Comment 1 Nick Burch 2011-08-23 15:51:06 UTC
Does your file use shared formulas that don't start on the first cell by any chance? (There's a current discussion on the dev list about those)
Comment 2 Antti Koskimäki 2011-08-23 19:13:47 UTC
You ment this discussion ?


Yes, this seems to relate to the same issue. First of all, as far as I can recall, I created the example file with simple routine; first made one formula with "semi-static" references, then copied it from left to right for a total row, then copy for row, paste for area downwards. So the use case is "shared formula" case.

I looked into sheet1.xml, and there is this weird syntax in the exact cell where the problem starts to show, E60. Until that, the row 60 is OK with si="2" but ref-field in E60 is weird no matter how you think, and then for every cell with si="3" POI returns incorrect formula.


<row r="60" spans="1:13">
<c r="A60" s="1">
<c r="B60">
<f t="shared" si="2"/>
<c r="C60">
<f t="shared" si="2"/>
<c r="D60">
<f t="shared" si="2"/>
<c r="E60">
<f t="shared" ref="C60:M83" si="3">$A60*E$2</f>
<c r="F60">
<f t="shared" si="3"/>
<c r="G60">
<f t="shared" si="3"/>
Comment 3 Antti Koskimäki 2011-08-23 20:52:18 UTC
I stared the xml for a while and then noticed, that only thing that doesn't make sense is "ref" attribute of formula. The declared shared formula is always correct relative to the containing cell. The ref-attribute on the other hand is almost random, and does not in any way reflect to the formula copying process. What it seems to define is boundaries where the shared instance is in use.

When I count the references, it appears that there's familiar magic numbers involved :=)

 176 si="0"
 255 si="1"
 255 si="2"
 255 si="3"
  64 si="4"
 255 si="5"
 255 si="6"
  64 si="7"

So, it seems to me that 
A) one formula "instance" is shared maximum 255 times
B) distribution of these shared instances is somewhat random (mystical optimization?)
C) ref-attribute really does only define the "boundaries", nothing else

I also peeked the POI code, and found out that there's calculations on ss-level. It raised a question if HSSF-heritage is misleading the XSSF-implementation here ?
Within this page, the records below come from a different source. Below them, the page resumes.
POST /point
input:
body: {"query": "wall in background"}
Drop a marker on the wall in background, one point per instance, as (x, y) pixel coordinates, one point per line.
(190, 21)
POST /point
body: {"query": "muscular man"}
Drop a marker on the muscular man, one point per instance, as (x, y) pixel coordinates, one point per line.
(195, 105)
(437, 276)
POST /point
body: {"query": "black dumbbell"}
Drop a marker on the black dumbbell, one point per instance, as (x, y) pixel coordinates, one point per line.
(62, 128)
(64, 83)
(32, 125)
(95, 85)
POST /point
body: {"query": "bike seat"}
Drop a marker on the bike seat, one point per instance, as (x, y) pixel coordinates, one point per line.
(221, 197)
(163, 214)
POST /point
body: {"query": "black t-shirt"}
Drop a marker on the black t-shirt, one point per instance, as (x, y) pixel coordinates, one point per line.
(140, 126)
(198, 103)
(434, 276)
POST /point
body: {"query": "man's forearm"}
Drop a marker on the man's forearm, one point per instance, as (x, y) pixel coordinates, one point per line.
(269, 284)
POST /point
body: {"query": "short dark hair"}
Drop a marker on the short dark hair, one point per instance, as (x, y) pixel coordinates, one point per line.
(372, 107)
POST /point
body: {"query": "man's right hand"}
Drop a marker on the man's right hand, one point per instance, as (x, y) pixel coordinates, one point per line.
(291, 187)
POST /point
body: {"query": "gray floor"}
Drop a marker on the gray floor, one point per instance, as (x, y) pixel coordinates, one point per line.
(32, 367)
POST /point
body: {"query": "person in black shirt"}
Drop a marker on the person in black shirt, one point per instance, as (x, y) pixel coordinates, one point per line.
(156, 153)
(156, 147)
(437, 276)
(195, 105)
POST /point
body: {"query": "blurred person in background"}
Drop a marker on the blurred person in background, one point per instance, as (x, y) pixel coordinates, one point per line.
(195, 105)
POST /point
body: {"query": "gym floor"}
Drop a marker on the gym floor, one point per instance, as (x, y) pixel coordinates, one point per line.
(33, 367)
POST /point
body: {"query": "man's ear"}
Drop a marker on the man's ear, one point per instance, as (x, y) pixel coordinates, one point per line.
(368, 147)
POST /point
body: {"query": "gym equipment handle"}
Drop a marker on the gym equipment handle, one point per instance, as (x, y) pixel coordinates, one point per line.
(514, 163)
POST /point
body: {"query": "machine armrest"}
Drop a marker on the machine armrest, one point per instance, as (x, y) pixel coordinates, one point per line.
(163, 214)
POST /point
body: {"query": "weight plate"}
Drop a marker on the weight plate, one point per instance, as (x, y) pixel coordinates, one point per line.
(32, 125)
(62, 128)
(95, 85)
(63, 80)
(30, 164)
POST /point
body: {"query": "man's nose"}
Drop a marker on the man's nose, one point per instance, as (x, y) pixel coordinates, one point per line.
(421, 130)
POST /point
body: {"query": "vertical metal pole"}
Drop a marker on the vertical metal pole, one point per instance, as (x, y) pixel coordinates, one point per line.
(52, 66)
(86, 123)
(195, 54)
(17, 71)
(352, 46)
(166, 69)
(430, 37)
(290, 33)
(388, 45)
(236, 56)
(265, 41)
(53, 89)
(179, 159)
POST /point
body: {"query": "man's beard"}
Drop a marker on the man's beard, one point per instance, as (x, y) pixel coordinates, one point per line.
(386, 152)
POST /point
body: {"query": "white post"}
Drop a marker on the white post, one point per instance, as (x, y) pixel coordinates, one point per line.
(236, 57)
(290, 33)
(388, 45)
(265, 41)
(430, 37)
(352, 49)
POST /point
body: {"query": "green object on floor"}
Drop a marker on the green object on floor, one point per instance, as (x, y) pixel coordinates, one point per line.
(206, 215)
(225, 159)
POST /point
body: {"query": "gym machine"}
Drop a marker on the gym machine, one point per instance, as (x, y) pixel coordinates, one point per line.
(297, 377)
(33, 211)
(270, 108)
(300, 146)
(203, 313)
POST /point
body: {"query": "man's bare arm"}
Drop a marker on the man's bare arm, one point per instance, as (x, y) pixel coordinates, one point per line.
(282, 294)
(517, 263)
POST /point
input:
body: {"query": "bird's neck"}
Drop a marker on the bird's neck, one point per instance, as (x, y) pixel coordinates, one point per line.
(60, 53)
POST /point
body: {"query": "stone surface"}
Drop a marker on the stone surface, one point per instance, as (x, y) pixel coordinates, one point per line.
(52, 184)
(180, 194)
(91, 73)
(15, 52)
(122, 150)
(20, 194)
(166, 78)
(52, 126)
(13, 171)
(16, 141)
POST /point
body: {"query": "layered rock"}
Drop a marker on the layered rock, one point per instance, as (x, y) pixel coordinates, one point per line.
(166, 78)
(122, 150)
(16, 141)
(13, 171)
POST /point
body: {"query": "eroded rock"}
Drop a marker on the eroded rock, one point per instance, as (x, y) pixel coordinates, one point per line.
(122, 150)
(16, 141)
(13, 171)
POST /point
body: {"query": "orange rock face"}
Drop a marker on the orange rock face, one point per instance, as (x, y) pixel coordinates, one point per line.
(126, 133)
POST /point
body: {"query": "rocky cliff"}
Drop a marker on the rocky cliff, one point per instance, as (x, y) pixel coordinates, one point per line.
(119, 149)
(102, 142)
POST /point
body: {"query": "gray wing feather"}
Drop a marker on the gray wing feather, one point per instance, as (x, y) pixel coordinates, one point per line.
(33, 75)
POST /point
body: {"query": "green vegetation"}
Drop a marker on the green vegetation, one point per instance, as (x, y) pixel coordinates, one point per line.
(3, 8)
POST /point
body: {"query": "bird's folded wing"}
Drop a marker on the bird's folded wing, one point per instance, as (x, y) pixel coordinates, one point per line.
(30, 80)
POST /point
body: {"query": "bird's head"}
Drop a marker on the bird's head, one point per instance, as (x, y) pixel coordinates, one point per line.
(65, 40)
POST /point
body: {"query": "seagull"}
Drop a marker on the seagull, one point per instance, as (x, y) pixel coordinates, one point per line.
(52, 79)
P.S. document that made me understand this shared-thing:  http://www.codeproject.com/KB/XML/ooxml_is_defective.aspx (see chapter 3)
Comment 4 Antti Koskimäki 2011-08-23 20:54:15 UTC
Created attachment 27427 [details]
sheet1.xml in readable form

Attached the sheet1.xml (from example xlsx) in readable form (with linefeeds etc)
Comment 5 Yegor Kozlov 2012-02-27 12:14:00 UTC
Created attachment 28391 [details]
graphical explanation of the problem
Comment 6 Yegor Kozlov 2012-02-27 12:19:25 UTC
Created attachment 28392 [details]
graphical explanation of the problem
Comment 7 Yegor Kozlov 2012-02-27 12:21:19 UTC
Should be fixed in r1294127, your test file included in the POI test collection.

It appeares that if a shared formula range preceeds its master cell then the preceding part is discarded.
For example, if the cell is E60 and the shared formula range is C60:M85 then the effective range is E60:M85 and the part C60:M85 is ignored. 

See the graphical explanation of the issue.